I made my way around to the gates, and then into the inner courtyard, which has a number of the old cannons at their stations on the battlements and is dominated by a colonial style building which is the top of the Macau Museum. I didn’t go to the museum, as by this time it was getting close to closing time, but I did find that the top building was also the top floor of a set of escalators and stairs allowing you to enter and exit the fort from the inside. Much easier, and I did use it as my way down, but I think that climbing the outside made the experience all the more impressive.

I headed back to the apartment and then got a message from Lena telling me that James and herself, along with some other friends were at Senado Square to see a dragon dance, and invited me to join her. It was a serendipitous invitation, as I had just been thinking that I was finally getting my head around navigating through Macau. So here was a challenge – find a location which I did not know, based on it’s Portugese name (which no-one else seems to know) and then get there.

So I set off, with no map, and no idea… Yet.

I found that at the “Circle-K” stores which litter this city, along with 7-Elevens, they give away the Macau telephone directory. I flicked through one, hoping to, and finally finding, a map of the city. Alright, now I have a map, but it does not have Senado Square on it. But it’s a start. I then started wandering in the direction which I though was most likely to be the right way, until I stumbled upon a tourist map. In the corner, written in rather small type, was a legend which mentioned the Square and from that I found it on the map. A few minutes later and I was on my way, legging it across town to meet the guys for the dragon dance.

I managed to find them, in the square, and in time to catch one of the dragon dances, which was great.

After the show was over, we headed to the MGM Grand casino, as Lena had a ticket in a draw for a Masserati, which a previous Couchsurfer had left with her (you have to gamble a certain amount to be able to be given one of these tickets). But the draw was in a few hours, so we didn’t stick around that long. Instead we grabbed a quick meal and then headed back to the apartment which we then gave a quick clean to as Lena and James were expecting a new housemate that night. Many hands made light work, and we were done in no time, before heading over to “Kun Yam Tong” (a local temple which we use as a landmark for taxis, etc.) to meet May, their new housemate.

On the way back to the house, we stopped by 7-Eleven and bought some beer and then chilled out around the table for a few hours just shooting the breeze.

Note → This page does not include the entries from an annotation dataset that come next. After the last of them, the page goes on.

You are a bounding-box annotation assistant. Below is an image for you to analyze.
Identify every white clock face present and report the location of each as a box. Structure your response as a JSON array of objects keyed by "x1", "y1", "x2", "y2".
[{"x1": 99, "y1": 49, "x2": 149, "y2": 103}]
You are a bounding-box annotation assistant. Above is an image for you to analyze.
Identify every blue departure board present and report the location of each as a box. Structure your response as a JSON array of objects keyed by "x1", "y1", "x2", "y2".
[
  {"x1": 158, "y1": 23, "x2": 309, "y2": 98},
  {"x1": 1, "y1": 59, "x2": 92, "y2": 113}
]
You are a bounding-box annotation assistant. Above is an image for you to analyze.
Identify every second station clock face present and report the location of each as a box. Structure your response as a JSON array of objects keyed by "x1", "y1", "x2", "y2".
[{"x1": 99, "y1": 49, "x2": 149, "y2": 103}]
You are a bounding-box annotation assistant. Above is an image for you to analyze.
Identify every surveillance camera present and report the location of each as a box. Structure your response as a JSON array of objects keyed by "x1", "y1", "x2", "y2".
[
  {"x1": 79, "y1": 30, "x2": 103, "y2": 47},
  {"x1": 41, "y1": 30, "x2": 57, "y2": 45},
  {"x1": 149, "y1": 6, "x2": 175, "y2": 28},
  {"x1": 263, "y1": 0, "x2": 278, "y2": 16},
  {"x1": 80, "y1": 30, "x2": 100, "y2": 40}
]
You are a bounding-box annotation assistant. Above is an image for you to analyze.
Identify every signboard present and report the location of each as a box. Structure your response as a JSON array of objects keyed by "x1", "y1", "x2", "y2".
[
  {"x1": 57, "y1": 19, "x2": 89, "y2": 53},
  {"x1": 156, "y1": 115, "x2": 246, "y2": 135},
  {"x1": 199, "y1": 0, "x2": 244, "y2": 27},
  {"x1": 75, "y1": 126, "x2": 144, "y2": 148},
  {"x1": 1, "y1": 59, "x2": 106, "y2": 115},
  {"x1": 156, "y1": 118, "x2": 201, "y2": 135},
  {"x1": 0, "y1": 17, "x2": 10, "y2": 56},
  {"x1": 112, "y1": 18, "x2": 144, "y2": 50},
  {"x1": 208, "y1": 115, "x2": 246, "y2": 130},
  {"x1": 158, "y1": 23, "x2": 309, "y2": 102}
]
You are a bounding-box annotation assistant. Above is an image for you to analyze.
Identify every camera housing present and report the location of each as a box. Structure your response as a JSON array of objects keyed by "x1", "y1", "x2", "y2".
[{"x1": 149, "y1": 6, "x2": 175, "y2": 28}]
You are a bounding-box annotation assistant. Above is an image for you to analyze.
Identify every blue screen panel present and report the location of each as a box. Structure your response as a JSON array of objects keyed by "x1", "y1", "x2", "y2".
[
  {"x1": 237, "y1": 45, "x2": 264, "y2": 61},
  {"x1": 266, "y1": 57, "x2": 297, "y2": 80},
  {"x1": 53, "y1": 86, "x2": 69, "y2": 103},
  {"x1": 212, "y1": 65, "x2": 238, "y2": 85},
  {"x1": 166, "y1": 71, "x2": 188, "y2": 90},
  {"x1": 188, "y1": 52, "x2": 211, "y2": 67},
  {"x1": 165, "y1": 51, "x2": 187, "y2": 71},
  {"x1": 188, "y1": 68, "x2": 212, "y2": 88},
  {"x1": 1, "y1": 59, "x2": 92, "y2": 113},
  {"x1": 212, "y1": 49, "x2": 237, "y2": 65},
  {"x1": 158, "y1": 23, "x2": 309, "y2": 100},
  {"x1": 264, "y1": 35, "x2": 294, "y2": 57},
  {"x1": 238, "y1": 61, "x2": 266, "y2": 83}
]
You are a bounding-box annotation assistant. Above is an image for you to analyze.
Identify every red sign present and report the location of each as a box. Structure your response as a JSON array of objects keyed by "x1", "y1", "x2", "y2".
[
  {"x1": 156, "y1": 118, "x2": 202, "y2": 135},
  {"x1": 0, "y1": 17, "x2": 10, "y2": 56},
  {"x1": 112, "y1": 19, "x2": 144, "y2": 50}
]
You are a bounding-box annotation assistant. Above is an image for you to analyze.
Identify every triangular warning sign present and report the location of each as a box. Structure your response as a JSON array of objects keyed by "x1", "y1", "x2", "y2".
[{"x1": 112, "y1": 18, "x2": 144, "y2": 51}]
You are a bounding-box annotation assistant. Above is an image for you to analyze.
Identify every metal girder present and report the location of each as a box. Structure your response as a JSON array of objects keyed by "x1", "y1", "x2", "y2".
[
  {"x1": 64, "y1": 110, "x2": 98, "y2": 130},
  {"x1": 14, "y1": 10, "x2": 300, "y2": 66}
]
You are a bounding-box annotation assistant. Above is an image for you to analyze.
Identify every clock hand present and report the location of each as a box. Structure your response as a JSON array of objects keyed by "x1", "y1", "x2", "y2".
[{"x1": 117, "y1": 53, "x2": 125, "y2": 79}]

So, all in all, a very interesting, challenging and rewarding day.

Getting back to the title – one of the things I keep finding about Macau is that it seems to give the impression that it is multicultural with it’s Chinese/Portuguese street and business signage and with some signs also having English on them, and whilst the influences of other cultures are evident in the architecture and food and other aspects of the physical side of Macau, the only language which seems to be used actively for everything here is Chinese. I love the history of the place – don’t get me wrong about that, but it does feel like the city wants to be alot of different things and just doesn’t follow through on all of them.

But, hey, I have only been here for a day – what do I know?